En effet, ces négociations avaient débouché, dans un premier temps, au sauvetage de GM du dépôt de bilan, avant de redevenir aujourd’hui, non seulement bénéficiaire, mais également le premier constructeur mondial. Et bien, un autre signe majeur de l’évolution des mentalités et de la culture de négociation en France auxquelles je faisais référence dans mon article sur la négociation pour le sauvetage des retraites complémentaires est la signature du pacte "compétitivité-emploi" par Renault.
Face à la crise qui a provoqué un plongeon dans les ventes de voitures et une baisse de la part de marché de Renault, direction et syndicats ont planché durant quatre mois sur les intérêts qui les préoccupent. D’un côté, la réduction nécessaire des coûts de production pour améliorer la compétitivité des usines françaises et, de l’autre, la préservation de l’emploi.
Je n’étais pas présent durant les discussions, mais l’accord montre à l’évidence que, de part et d’autre, le sens des responsabilités, l’écoute et la prise en compte des besoins du vis-à-vis ont prévalu.
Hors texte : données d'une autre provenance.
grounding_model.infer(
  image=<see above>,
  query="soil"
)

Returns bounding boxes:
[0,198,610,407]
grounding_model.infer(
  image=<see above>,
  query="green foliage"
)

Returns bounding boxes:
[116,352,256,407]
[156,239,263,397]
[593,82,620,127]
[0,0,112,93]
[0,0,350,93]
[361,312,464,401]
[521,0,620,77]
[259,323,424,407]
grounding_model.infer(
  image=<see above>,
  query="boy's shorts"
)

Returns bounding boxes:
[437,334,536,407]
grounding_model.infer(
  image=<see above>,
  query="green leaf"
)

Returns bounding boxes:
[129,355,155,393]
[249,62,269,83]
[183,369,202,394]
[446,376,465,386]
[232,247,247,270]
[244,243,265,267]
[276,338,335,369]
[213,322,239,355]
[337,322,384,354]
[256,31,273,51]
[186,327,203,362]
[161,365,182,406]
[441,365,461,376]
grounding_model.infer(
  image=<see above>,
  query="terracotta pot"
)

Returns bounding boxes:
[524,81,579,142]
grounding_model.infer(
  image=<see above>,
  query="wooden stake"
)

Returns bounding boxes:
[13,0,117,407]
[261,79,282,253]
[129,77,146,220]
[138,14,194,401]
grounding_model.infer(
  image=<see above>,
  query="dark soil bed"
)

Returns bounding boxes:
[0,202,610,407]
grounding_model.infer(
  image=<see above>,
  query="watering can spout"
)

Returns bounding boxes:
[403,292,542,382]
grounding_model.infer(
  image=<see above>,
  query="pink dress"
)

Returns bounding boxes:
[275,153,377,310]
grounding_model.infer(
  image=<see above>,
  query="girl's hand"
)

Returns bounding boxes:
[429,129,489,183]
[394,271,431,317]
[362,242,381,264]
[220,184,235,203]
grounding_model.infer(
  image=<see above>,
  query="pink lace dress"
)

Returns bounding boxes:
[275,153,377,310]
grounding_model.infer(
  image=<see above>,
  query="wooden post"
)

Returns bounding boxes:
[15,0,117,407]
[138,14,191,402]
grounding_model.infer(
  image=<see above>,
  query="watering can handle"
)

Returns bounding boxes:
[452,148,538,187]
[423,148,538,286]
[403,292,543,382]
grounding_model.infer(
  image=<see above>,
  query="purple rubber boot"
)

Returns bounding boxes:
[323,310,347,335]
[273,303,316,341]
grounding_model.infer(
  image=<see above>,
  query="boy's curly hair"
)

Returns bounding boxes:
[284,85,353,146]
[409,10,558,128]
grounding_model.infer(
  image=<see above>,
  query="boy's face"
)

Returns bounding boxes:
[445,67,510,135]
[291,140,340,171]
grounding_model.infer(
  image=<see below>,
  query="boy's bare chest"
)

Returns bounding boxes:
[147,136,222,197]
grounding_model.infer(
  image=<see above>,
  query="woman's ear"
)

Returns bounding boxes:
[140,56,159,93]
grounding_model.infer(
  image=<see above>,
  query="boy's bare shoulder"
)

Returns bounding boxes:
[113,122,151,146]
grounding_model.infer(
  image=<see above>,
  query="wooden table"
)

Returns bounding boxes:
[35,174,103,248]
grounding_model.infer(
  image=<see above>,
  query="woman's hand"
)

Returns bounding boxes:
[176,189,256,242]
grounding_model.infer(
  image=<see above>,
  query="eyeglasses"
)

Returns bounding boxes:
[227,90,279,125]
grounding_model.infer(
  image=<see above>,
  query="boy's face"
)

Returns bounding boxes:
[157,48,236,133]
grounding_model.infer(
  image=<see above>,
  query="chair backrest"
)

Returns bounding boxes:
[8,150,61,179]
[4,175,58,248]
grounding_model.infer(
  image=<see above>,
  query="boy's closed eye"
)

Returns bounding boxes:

Au-delà du jusqu’au-boutisme habituel des positions qui placent la négociation dans une guerre de tranchées stérile et des accusations agressives qui minent la relation de travail supposée résoudre le problème, direction et syndicats ont coopéré constructivement ensemble.
Que dit cet accord ?
Le volet compétitivité
Les salariés de Renault acceptent de passer de 32 heures de temps de travail hebdomadaire moyen à 35 heures. Ils admettent aussi un gel des salaires pour l’année 2013 ainsi qu’une refonte des comptes épargne-temps. Enfin, ils ne s’opposent pas à la suppression de 7 500 postes, sans licenciement, qu’envisage Renault d’ici 2016.
Ceci va permettre au constructeur automobile de mieux maitriser sa masse salariale et de réduire son coût du travail de plus de 400 millions d’euros/an. Ces économies lui permettent de retrouver une certaine attractivité pour obtenir de ses partenaires Nissan et Daimler de produire 80 000 véhicules dans les usines françaises de Renault. Toutefois, Renault renforcera l’intéressement en augmentant les montants distribués dès que la marge opérationnelle dépassera les 3 %.
Le volet emploi
En contrepartie, l’entreprise s’engage à porter, en l’espace de 4 ans, la production de véhicules dans l’Hexagone à 710 000 par an contre à peine 530 000 en 2012. Ceci va accroitre le taux d’utilisation des sites des 60 % non rentables actuellement à 80 %. Ceci nécessitera une mobilité renforcée afin d’obtenir un équilibrage entre les sites dont les cadences de production sont tendues et ceux qui tournent au ralenti.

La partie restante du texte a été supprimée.